それでも通行人はチラチラと通りすぎていく。俺がここにいる間だけでも、何人もの人が広告を指さして話題にしていたな。
「ねっあの広告の男の子すごく可愛いよね」
「あっモデルの涼だ!この子って最近すごい売れてるよね。だって凄く綺麗だもん!」
時計の広告は女の子も映っているのに、メインは涼なのだろう。涼にはモデルとしての素質があるようで、特別な輝きを放っていた。
本当にこんな綺麗な子が、俺の恋人なんだろうか。現実なのかと不安にすらなってくる。
恋人となり躰を繋げても……抱いても抱いても……腕の中からするりと抜け出て、先へ先へと駆け出していってしまいそうな不安を抱いていた。

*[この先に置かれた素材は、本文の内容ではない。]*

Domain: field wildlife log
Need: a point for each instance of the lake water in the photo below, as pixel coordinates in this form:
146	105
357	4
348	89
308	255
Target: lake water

何故だろう。涼と俺はこんなに幸せなはずなのに。全く、今日の俺はどうにかしている。
俺はちっとも大人じゃない。恋に関しては高校時代から止まっているようなものだ。
涼……出来れば今日は会いたかったよ。このベンチの横に並んで、座っていて欲しかった。
とぼとぼと情けない気分でマンションに向かって歩き出すと、北風が一層身に堪えた。
ビールは外気にあたり一層冷え切ってしまったようだ。もう早く寝てしまおう。こんな日は、こんなにも自分の感情をコントロールできない情けない日には……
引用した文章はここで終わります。